Ho visto con i miei occhi una situazione drammatica, vergognosa e ho scoperto addirittura che qui ci sono ancora i superstiti della tragedia del 3 ottobre scorso. Tutto ciò è intollerabile. E non ho avuto il coraggio di voltarmi e tornare a Roma. Resterò qui per urlare a gran voce il ripristino della legalità in questo centro e negli altri.

Il video del tg2 ha fatto il giro del mondo eppure gran parte dell’informazione su questo tema è sempre stata a corrente alternata.
Sono qui anche perché ritengo sia giusto tenere alta l’attenzione dei media. Non possiamo scandalizzarci per due giorni come è successo il 3 ottobre e poi lasciare le cose come stanno, per poi risvegliarci due mesi dopo quando esce un video e subito dopo dimenticarcene di nuovo.

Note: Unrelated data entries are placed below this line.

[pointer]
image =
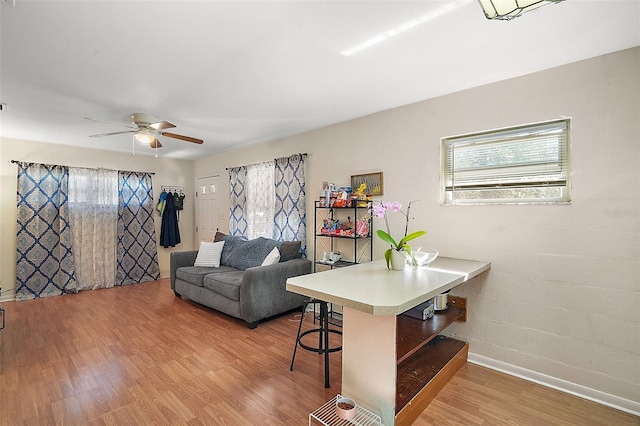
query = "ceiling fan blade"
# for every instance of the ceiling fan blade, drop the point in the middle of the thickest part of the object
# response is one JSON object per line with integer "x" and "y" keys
{"x": 111, "y": 122}
{"x": 112, "y": 133}
{"x": 161, "y": 125}
{"x": 181, "y": 137}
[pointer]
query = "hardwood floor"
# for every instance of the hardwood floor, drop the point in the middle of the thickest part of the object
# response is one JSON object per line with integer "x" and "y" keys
{"x": 139, "y": 355}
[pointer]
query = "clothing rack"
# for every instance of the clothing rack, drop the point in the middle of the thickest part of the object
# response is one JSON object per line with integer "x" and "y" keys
{"x": 172, "y": 188}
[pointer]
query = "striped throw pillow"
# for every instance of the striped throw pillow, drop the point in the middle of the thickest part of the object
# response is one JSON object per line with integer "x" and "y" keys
{"x": 209, "y": 254}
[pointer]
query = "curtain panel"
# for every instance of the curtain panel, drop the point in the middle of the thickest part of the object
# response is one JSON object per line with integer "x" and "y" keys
{"x": 268, "y": 200}
{"x": 93, "y": 213}
{"x": 137, "y": 259}
{"x": 237, "y": 201}
{"x": 290, "y": 215}
{"x": 45, "y": 264}
{"x": 80, "y": 228}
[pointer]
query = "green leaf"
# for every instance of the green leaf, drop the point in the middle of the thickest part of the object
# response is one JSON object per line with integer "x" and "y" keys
{"x": 386, "y": 238}
{"x": 411, "y": 236}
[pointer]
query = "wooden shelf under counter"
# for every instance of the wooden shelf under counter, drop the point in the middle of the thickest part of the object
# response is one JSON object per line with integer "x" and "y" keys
{"x": 412, "y": 333}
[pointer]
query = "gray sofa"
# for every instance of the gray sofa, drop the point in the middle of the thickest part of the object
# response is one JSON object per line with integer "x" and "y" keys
{"x": 240, "y": 287}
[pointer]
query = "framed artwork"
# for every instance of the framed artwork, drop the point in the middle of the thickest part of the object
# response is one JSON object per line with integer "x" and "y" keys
{"x": 372, "y": 180}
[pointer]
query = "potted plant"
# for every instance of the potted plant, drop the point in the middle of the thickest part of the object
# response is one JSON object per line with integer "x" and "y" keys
{"x": 395, "y": 255}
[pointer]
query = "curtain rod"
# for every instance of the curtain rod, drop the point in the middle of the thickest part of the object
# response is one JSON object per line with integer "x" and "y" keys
{"x": 304, "y": 154}
{"x": 88, "y": 168}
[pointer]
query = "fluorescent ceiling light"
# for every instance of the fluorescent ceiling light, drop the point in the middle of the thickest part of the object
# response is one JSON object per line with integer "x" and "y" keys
{"x": 379, "y": 38}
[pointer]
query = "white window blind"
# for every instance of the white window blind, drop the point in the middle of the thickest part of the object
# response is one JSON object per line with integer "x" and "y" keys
{"x": 523, "y": 164}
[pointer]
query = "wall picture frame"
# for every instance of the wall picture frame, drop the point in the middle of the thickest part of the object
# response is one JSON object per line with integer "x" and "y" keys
{"x": 374, "y": 182}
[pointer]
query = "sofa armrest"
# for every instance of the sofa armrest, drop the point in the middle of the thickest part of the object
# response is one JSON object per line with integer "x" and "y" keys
{"x": 178, "y": 259}
{"x": 263, "y": 292}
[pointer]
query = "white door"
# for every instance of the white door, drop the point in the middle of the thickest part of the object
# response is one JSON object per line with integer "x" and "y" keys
{"x": 207, "y": 218}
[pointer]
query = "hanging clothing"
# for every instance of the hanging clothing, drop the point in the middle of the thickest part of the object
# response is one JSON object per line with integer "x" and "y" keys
{"x": 161, "y": 203}
{"x": 169, "y": 232}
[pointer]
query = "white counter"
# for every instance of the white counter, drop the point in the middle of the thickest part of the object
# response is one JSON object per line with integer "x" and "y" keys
{"x": 372, "y": 297}
{"x": 373, "y": 289}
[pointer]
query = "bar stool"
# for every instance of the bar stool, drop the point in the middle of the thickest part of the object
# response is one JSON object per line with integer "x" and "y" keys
{"x": 323, "y": 336}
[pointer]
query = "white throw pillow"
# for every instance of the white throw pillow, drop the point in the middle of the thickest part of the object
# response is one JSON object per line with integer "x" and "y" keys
{"x": 209, "y": 254}
{"x": 272, "y": 257}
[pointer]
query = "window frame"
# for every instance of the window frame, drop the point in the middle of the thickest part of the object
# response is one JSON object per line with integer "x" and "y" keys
{"x": 541, "y": 165}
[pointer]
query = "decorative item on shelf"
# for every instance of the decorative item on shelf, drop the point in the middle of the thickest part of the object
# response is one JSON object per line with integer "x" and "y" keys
{"x": 440, "y": 302}
{"x": 372, "y": 180}
{"x": 395, "y": 256}
{"x": 359, "y": 196}
{"x": 421, "y": 256}
{"x": 335, "y": 228}
{"x": 345, "y": 408}
{"x": 362, "y": 228}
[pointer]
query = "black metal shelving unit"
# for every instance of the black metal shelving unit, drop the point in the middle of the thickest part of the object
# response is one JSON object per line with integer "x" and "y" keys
{"x": 354, "y": 249}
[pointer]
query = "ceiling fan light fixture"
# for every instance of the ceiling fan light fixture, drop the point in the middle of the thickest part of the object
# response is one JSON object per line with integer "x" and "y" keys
{"x": 510, "y": 9}
{"x": 144, "y": 137}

Oltre ad accendere i riflettori pensi che i media debbano ripensare il linguaggio sul tema dell’immigrazione?
Assolutamente! E’ essenziale comprendere che si sta parlando di profughi richiedenti asilo, di persone fuggite dalla guerra in Siria o dalla dittatura in Eritrea. Donne e uomini che abbiamo il dovere di accogliere come previsto dalla nostra Costituzione e da tutte le convenzioni internazionali. In questo contesto il ruolo dei media è fondamentale per chiamare le cose con il loro nome. Per non alimentare dibattiti fuori luogo e per far conoscere all’opinione pubblica cosa succede in queste realtà.

“LasciateCientrare” è la sigla di un’organizzazione che si batte da anni per la libertà di accesso nei Centri di Identificazione ed Espulsione.
Battaglia sacrosanta dal momento che fino ad oggi l’accesso non è stato permesso né alle associazioni né agli organi di informazione.

Dieci immigrati detenuti nel Cie di Ponte Galeria a Roma si sono cuciti la bocca in segno di protesta. “Per gridare più forte”, come ha scritto Daniela De Robert sul sito di Articolo21. Cosa fare di questi centri?
Sono luoghi che producono solo rabbia e disperazione e non risolvono alcunché sul piano della sicurezza e  neanche dal punto di vista delle procedure di espulsione. Pertanto vanno chiusi e va ripensata interamente la legge sull’immigrazione favorendo l’emersione del lavoro nero, e garantendo il diritto d’asilo per chi ne ha titolarità.

Quanto siamo lontani dalla prospettiva di una società multietnica?
Il nostro paese è cambiato in questi anni ma non tutti lo vogliono riconoscere.

Responsabilità della politica?
Responsabilità diffuse. Di certo c’è stata in questi anni un’ideologia di destra, a partire dalla Lega, che ha fabbricato dei nemici trovando nell’immigrazione un capro espiatorio; alimentando la paura, la xenofobia, la disinformazione. Un pericoloso germe che si è inoculato nella società, che va rimosso e sostituito con una iniezione di verità: gli immigrati non sono nemici ma alleati. Lavorano in Italia e contribuiscono al nostro sviluppo. E per questo vanno rispettati nei loro diritti, nella loro dignità.